By Paul Myers

As golfers, many of us are endlessly seeking more and more swing speed so we can add distance to our drives. More distance means shorter approach shots, and shorter approach shots usually means more birdies. If you want to be a better golfer, adding swing speed is normally a great way to get there.

But is it possible to have too much of a good thing? Can you do damage to you game in the pursuit of more swing speed, even if you reach your speed goals? This isn’t a topic that all golfers will agree on, but it is something to think carefully about. If you are a golfer who is working hard to add swing speed, make sure that you are doing so with the best interests of your golf game in mind.

Following are three ways in which adding swing speed could potentially hurt your game in the long run. This doesn’t mean you should stop trying to get more speed into your swing – it is only meant as a word of caution so you don’t get out of control and wind up hurting your game as a whole.

#1 – Getting Off Balance

It isn’t worth trying to record higher swing speeds if you are pulled off balance in the process. A consistently repeatable swing is one that has good balance from start to finish, so don’t let yourself lose balance just to add a few more miles per hour. A fast swing speed isn’t any good if you don’t make solid contact in the center of the club face time after time, so make balance a priority even if it means you leave a couple extra miles per hour in the bag.

#2 – Losing Control of Your Ball Flight

Even if you are able to max out your swing speed while maintaining your balance, it’s still good to have control over your ball flight on a regular basis. Predictable ball flights can help with good scores, and players with ultra-high swing speeds sometimes have trouble producing ball flights that can be relied on over and over. That isn’t to say that you can’t control the ball while swinging very hard – certainly many professional golfers do so on a regular basis. However, if your level of skill isn’t such that you can manage your ball flight along with serious power, consider backing off just slightly until you find a sweet spot that allows you to control your ball and still have plenty of power at your disposal.

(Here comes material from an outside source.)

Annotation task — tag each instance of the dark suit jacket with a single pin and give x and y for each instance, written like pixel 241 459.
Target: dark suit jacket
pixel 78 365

#3 – Maintaining it All Day Long

Much like a starting pitcher in baseball, it can be nice to be able to make quality swings all day long – not just for a few holes. If you are swinging so hard that you are getting tired during the round, or your muscles are starting to wear out, you might think about backing off. While it is fun to blast the ball for a few holes, it may not do you much good if you have run out of steam late in the round. Make sure you are swinging hard enough to generate power, but also swinging at a pace that you are able to hold up for a full 18-hole round.